Using GenAI to Advance Azure AIOps
In today’s rapidly evolving digital landscape, maintaining high service quality is crucial. To achieve this, Microsoft is leveraging cutting-edge technologies such as Generative AI and Large Language Models (LLMs) to enhance service reliability and developer productivity. LLMs excel at understanding and reasoning over large volumes of data. They can generalize across diverse tasks and domains, making them invaluable for generating models, insights, and automating intricate tasks. By integrating LLMs and Generative AI into the complex domains of incident response and root cause analysis, teams can focus on efficiency by reducing human toil. This presentation will cover two AI systems developed to improve incident response: 1. Auto-triaging incoming incidents and routing them to the appropriate team. 2. Enabling auto-comparison and summarization of unhealthy logs compared to healthy logs. In this session, Sarvani will share her team's learnings from designing and implementing these solutions at scale.

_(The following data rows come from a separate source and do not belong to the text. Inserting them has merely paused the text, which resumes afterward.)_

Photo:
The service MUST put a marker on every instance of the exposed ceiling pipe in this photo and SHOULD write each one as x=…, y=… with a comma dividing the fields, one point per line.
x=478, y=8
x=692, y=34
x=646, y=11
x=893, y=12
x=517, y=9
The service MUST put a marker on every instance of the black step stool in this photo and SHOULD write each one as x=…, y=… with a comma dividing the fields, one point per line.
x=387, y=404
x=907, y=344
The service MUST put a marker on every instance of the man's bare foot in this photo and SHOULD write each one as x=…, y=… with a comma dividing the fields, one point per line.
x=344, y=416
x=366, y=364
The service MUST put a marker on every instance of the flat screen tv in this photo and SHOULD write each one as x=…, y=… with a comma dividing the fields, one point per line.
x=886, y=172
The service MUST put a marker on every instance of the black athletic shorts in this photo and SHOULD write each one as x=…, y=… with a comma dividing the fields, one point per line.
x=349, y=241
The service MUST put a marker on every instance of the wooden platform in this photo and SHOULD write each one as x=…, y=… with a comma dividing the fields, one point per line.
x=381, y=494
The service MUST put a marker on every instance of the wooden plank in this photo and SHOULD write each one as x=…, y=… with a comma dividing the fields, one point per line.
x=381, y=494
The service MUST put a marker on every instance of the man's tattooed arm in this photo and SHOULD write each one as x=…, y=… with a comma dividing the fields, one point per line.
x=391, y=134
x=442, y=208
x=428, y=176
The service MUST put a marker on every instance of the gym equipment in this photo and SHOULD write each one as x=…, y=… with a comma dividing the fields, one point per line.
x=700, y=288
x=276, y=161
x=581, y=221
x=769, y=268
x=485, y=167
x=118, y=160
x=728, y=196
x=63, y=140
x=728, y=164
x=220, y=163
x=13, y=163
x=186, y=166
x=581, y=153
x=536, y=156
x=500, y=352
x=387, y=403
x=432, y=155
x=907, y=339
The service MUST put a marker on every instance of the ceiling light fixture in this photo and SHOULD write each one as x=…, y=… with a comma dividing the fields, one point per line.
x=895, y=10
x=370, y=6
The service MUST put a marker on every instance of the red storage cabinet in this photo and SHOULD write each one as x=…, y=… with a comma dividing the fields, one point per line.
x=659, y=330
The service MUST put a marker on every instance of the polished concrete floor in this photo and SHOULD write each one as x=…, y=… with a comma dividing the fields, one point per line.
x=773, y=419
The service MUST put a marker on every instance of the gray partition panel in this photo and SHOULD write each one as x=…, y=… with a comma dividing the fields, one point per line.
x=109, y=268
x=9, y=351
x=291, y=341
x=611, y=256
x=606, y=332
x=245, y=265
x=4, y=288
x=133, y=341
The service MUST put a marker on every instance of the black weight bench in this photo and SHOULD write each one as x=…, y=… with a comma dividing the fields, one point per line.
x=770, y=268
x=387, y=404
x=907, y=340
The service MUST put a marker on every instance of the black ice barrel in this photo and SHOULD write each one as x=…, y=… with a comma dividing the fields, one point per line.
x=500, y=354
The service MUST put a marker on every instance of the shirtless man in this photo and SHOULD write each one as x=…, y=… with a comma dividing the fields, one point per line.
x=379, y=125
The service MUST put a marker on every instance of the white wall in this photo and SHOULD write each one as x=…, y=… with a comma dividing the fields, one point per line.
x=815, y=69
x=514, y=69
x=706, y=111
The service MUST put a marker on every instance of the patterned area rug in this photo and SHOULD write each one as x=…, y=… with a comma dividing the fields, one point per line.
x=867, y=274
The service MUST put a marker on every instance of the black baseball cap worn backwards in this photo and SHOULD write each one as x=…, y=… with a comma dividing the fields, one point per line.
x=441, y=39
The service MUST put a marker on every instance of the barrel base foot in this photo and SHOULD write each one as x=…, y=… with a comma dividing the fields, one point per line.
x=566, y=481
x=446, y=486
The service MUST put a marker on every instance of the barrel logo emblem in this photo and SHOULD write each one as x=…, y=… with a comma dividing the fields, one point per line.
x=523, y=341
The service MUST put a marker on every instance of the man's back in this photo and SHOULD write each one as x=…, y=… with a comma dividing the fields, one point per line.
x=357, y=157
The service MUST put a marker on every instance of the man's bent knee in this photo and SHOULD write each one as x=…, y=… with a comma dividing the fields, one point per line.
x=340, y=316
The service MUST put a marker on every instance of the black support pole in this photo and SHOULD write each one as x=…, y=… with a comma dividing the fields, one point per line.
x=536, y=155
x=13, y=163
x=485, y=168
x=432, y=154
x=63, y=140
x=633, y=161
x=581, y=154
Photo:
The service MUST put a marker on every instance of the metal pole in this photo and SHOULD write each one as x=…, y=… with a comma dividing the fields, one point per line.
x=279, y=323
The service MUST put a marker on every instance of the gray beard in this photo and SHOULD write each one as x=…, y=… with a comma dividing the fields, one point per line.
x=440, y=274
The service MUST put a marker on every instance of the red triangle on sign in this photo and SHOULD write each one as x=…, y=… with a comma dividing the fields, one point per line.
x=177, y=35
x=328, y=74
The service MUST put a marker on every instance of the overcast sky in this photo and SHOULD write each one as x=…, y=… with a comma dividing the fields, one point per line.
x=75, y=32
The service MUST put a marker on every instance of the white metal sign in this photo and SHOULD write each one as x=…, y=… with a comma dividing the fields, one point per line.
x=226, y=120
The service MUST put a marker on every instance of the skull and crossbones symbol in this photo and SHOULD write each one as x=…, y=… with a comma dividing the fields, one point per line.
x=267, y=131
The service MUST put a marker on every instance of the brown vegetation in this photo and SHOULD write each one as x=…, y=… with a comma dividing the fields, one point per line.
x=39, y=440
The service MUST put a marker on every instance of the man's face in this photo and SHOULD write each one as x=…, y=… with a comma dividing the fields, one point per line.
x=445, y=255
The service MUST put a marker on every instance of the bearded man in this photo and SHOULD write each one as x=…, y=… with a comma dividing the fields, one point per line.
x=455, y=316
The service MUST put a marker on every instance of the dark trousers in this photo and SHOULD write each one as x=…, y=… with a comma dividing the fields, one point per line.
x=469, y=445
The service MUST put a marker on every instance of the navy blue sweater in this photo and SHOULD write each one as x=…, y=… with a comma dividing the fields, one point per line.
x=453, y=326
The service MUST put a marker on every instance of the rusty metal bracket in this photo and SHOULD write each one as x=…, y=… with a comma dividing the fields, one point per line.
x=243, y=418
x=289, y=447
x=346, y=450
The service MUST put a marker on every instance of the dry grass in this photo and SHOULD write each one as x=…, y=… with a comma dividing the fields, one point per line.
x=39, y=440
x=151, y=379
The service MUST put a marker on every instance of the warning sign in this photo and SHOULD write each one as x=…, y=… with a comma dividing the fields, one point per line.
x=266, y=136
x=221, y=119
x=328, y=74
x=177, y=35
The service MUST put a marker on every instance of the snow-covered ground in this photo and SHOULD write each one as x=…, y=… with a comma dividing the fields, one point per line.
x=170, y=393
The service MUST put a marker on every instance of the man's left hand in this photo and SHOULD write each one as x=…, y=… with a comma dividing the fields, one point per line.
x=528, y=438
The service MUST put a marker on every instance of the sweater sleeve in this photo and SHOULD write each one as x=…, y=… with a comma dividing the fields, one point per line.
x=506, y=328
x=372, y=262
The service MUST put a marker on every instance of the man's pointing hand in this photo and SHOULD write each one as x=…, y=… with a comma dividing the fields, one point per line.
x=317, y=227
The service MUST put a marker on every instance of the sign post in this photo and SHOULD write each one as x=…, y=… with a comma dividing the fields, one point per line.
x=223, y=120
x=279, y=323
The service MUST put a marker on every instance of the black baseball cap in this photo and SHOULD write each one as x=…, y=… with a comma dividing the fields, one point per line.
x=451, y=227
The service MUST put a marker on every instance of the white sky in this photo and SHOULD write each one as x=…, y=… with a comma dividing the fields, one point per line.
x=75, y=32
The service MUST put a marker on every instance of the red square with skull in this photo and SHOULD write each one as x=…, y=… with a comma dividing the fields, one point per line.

Sarvani Sathish Kumar is a Principal TPM Manager at Microsoft, with over 20 years of experience in the industry. She is a leader in the AI Operations (AIOps) platform of Azure Core to detect, diagnose, mitigate, repair, prevent and predict VM availability issues at Azure fleet scale. She also leads the GenAI/LLM investments to improve developer productivity and service reliability. She is an experienced speaker having presented at multiple conferences in the US and Europe.